Processus fluide et institutionnalisé, la désignation des sélectionnés nippons pour les championnats du monde a donc connu un nouvel épisode ce week-end.
Officialisés samedi et dimanche en fin d’après-midi, les titulaires japonais qui iront à Tashkent, du 6 au 13 octobre, ont été choisis selon deux critères principaux.
Le premier était de remporter le championnat du Japon. Le second tenait compte des résultats sur les années 2021 et 2022 (championnats du monde 2021, Jeux olympiques, Grands Chelems depuis septembre).
Des critères pris dans leur unicité ou, souvent, dans leur cumulativité.

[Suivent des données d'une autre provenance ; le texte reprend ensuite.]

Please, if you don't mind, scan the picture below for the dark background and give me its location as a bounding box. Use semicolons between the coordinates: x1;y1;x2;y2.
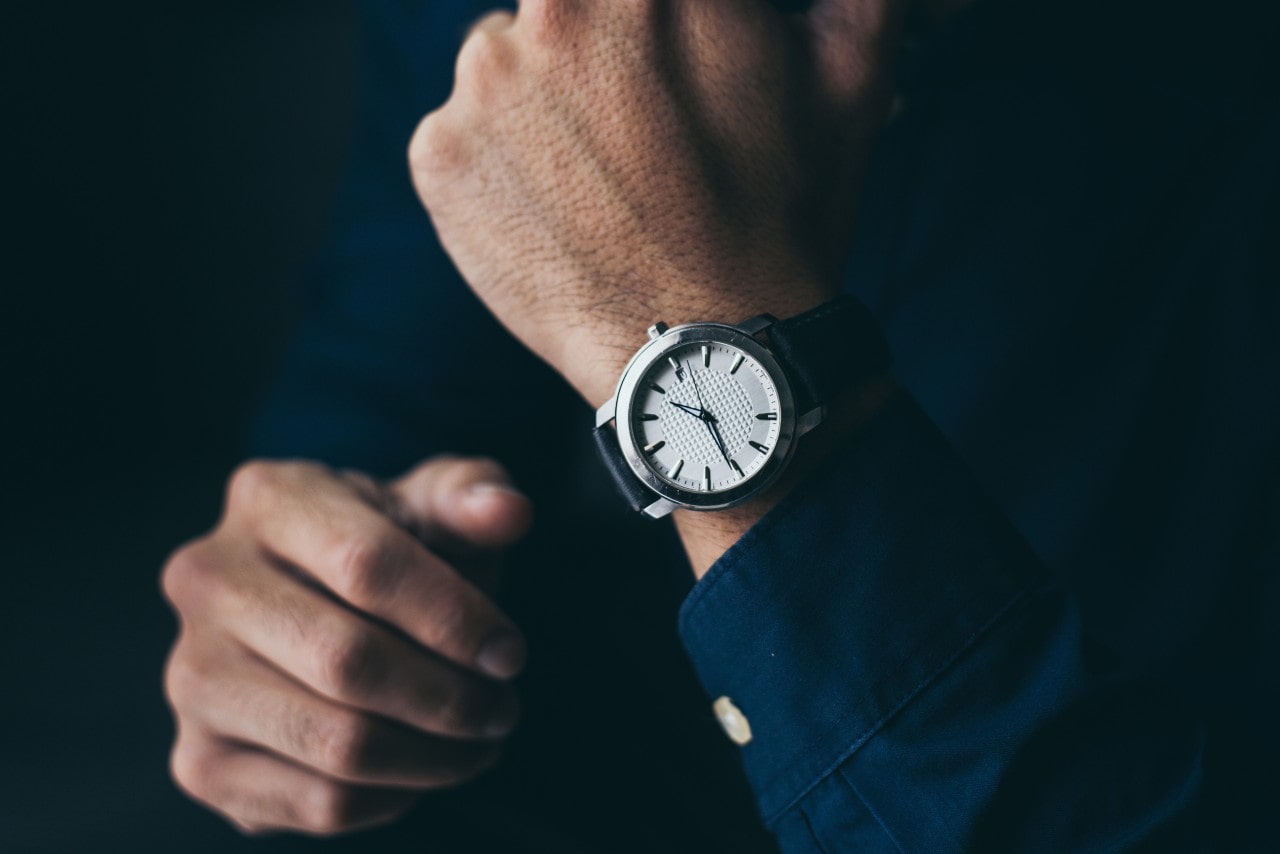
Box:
0;0;363;851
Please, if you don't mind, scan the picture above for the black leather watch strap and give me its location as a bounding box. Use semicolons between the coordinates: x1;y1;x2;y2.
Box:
768;296;893;412
591;297;891;511
591;424;658;512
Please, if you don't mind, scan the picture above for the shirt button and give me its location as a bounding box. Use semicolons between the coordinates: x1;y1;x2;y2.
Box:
712;697;751;746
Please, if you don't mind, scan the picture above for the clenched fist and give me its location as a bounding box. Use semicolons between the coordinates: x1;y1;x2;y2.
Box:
163;457;530;834
410;0;906;405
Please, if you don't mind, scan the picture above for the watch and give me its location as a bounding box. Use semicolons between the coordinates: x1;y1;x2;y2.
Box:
593;296;891;519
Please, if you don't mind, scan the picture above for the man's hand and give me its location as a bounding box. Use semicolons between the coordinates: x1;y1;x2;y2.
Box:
163;457;531;834
410;0;906;406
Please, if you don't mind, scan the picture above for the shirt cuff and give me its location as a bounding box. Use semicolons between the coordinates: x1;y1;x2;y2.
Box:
680;394;1043;822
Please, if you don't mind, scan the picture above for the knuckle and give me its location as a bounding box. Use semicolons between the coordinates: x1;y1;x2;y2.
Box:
408;111;470;183
435;686;486;735
164;641;207;717
337;534;403;607
315;631;381;699
422;592;480;658
160;540;214;611
520;0;580;45
454;26;516;100
315;713;375;777
169;736;212;803
297;780;356;835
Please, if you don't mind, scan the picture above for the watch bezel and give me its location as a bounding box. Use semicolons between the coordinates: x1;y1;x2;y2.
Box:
614;323;796;510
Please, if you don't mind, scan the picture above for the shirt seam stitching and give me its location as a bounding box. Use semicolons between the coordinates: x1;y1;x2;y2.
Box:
764;585;1048;827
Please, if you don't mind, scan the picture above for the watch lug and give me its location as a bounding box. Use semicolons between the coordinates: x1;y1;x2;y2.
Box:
737;314;778;335
796;406;827;438
595;396;618;428
640;498;680;519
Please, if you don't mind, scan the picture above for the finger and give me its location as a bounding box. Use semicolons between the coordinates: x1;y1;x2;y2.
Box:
169;654;499;790
197;558;518;739
170;731;416;836
390;457;532;549
804;0;909;106
467;10;516;37
233;463;525;679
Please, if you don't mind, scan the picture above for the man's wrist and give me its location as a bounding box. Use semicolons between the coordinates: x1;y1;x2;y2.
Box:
568;277;836;408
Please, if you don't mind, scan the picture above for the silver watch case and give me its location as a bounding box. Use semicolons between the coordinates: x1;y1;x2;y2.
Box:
595;315;823;519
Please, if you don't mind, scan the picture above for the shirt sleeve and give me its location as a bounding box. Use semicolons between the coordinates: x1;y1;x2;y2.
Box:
681;394;1203;853
250;0;572;475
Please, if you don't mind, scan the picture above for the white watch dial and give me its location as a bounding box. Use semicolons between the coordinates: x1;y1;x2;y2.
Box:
631;342;781;493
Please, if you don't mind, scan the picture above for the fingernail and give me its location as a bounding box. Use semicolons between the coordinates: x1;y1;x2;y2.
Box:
476;631;527;679
462;483;529;504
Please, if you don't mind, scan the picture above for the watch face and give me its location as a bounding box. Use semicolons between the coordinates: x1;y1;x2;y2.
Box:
620;341;783;497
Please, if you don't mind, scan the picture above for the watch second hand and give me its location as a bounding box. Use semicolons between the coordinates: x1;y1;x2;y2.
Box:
685;359;732;465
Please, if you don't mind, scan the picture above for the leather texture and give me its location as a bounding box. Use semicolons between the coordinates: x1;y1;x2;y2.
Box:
591;296;892;512
767;296;893;414
591;424;658;512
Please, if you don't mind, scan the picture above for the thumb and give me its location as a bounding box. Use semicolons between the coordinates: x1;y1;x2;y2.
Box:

Ainsi, neuf sélectionnés sont des vainqueurs de l’événement du week-end à Fukuoka : Funa Tonaki (-48kg), Haruka Funakubo (-57kg), Megumi Horikawa (-63kg), Shiho Tanaka (-70kg), Shori Hamada (-78kg), Hifumi Abe (-66kg), Soichi Hashimoto (-73kg), Takanori Nagase (-81kg) et Kosuke Mashiyama (-90kg). Parmi eux, deux champions olympiques masculins (Abe et Nagase), une féminine (Hamada) et une vice championne olympique (Tonaki).
En -57kg, Haruka Funakubo reste sur deux victoires à Paris, en octobre et février. Rappelons également qu’elle est la seule triple championne du monde juniors de l’histoire. Avec sa victoire en finale de ces championnats contre Tsukasa Yoshida, titulaire olympique à Tokyo, elle devient la nouvelle n°1 de cette catégorie au niveau nippon. Un basculement de leadership temporaire ou durable ?

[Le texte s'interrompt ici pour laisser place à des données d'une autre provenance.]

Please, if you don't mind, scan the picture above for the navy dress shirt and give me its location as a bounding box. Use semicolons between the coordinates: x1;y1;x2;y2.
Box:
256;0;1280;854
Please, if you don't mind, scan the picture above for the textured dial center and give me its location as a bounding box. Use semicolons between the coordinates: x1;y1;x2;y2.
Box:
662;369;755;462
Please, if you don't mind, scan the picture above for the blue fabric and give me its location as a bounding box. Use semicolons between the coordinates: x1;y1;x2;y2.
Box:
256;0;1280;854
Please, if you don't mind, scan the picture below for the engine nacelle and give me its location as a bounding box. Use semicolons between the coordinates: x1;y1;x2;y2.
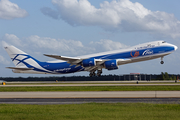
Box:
104;60;118;70
82;58;96;67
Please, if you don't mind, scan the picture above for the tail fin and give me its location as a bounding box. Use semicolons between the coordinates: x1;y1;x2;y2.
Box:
5;46;38;68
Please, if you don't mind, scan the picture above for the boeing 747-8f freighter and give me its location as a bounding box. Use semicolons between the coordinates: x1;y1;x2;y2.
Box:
5;41;177;76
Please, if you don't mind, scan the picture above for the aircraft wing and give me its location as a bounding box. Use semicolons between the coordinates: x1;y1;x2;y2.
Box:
6;67;34;70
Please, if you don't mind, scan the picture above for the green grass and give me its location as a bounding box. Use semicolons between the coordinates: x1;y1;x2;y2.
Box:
0;85;180;92
0;103;180;120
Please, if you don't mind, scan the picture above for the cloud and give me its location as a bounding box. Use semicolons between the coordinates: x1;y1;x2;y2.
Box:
42;0;180;38
0;0;28;19
2;34;127;56
2;34;22;46
90;39;127;52
41;7;59;19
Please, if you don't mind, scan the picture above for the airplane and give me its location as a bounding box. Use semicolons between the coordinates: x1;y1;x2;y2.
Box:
5;41;178;77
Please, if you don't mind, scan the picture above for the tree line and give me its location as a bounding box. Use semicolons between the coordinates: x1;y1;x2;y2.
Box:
0;72;180;82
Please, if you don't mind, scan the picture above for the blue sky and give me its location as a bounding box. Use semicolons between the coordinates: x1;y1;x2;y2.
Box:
0;0;180;77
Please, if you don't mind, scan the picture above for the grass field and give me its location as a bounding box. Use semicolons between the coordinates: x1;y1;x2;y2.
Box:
0;85;180;92
0;103;180;120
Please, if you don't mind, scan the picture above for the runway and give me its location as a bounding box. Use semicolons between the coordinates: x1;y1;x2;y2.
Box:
0;98;180;105
0;83;180;87
0;91;180;98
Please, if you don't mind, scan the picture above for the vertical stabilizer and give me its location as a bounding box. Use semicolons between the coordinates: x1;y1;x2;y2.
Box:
5;46;37;68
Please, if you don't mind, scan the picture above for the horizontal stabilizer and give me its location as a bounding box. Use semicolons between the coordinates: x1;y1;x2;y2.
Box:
6;67;34;70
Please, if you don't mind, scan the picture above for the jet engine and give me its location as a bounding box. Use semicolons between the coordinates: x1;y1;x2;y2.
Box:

En -63kg, en l’absence de Miku Tashiro (titulaire aux JO), Megumi Horikawa sera la n°1 nippone, elle qui a gagné le Grand Chelem de Tel-Aviv. Une opportunité que Horikawa ne devra pas manquer avec Nami Nabekura en embuscade.
En -70kg, Shiho Tanaka, victorieuse du Zen Nihon 2021 fin décembre, mais également en Israël, prend pour l’instant le leadership national après la retraite de Chizuru Arai, titrée au Budokan l’été dernier.
Tanaka, vingt-trois ans, déjà en course pour le ticket olympique avec, sans doute, Saki Niizoe et Utana Terada.
En -52kg, Uta Abe, la double championne du monde et championne olympique sera du voyage en Ouzbékistan. Elle ne finit certes que troisième samedi. Un résultat étonnant à première vue mais dont la raison trouve sa cause dans le forfait de l’étudiante de Nittai Dai avant sa demi-finale. Opérée des deux épaules après les JO, celle-ci n’a repris l’entraînement que depuis peu et a ressenti quelques douleurs après son premier combat remporté et a préféré ne pas prendre le moindre risque.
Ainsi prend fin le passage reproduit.